Together they are navigating their most precarious period since coming into office. A succession of scandals, resignations and “re-set” moments in Downing Street, an over-reliance on “managerialism”, multiple u-turns and a lack of domestic policy delivery have combined to cast a lasting doubt on the Prime Minister’s judgment. Meanwhile “stabilised” public finances contrast with record levels of taxation, and lower inflation contrasting with lack of interest rate cuts combine to make little positive difference to the pound in people’s pockets. The rise of Reform and the Greens is an existential threat to Labour itself.
Yet for now, circumstances contrive a kind of “unstable stability”. Most obviously in light of this week’s airstrikes on Iran. A clash between the chaos loving strongman Donald and the procedure driven lawyer Keir was always on the cards, but for now the Prime Minister has drawn the line at what he implies is illegal action on the part of the US. The traditionally disgruntled left has been vocal in its support for Starmer’s position. Labour MPs have been forced to consider if a rival would handle the crisis better. And a leadership challenge right now amongst mounting global crisis could so very easily backfire.
Even before Iran, arguably the prospect of a putsch in Downing Street was over-stated. Labour MPs generally could only agree in numbers on who they’d prevent succeeding Starmer. With Andy Burnham blocked from entering the Commons (for now), Angela Rayner and Wes Streeting are the two realistic challengers, but neither has enough support to guarantee a swift contest and clear win. Crucially, neither wants to openly attack the Prime Minister. And nowhere in Labour is there any realistic alternative plan to grow the economy faster. There is no obvious alternative cabinet, and with so many new Labour MPs on the backbenches, most loyalties haven’t yet been formally tested.
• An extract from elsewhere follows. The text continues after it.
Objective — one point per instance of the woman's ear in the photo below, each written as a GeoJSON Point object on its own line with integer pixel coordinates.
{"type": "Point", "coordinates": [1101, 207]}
To regain momentum, the government is pursuing several high-stakes policy shifts. The upcoming removal of the two-child benefit cap in April 2026 aims to address criticism from the left, while clampdowns on asylum rules are aimed at supporters leaving for Reform. Falling debt interest and rising real terms household income highlighted in the Spring statement, the Chancellor argues are proof that “Labour’s plan is working”, with borrowing forecast to fall by around £18 billion over the forecast period. The Representation of the People Bill, lowering the voting age to 16, and the introduction of automatic voter registration, both seek to bolster Labour’s future electoral base.
Starmer’s team are adamant he will not resign and will see out his full term and fight the next election, but privately some have started to accept that if the polls don't change, then for the good of the Labour party and the country, there may be a time when a new leader is needed. The potential scale of losses in May’s local elections could change the willingness of Labour MPs to continue to wait for green shoots of economic recovery, and most accept that protracted conflict in the Middle East could kill off any good news from the OBR. An immediate putsch may be off the cards. But all the signs are that calls for some form of “orderly transition” in Downing Street could soon become deafening.
What does this mean for business?
- As the traditional main parties struggle, the "minor" parties capitalise on voter frustration, the electoral landscape is becoming more fragmented, volatile and unpredictable.
- Global tensions are now back in party politics - convenient excuses for domestic politicians to blame but carrying high risk for short term economic prosperity.
- Multiple scenario planning is critical, as is investing in relationships across the parties and amongst those insulated from party politics, e.g. senior civil servants.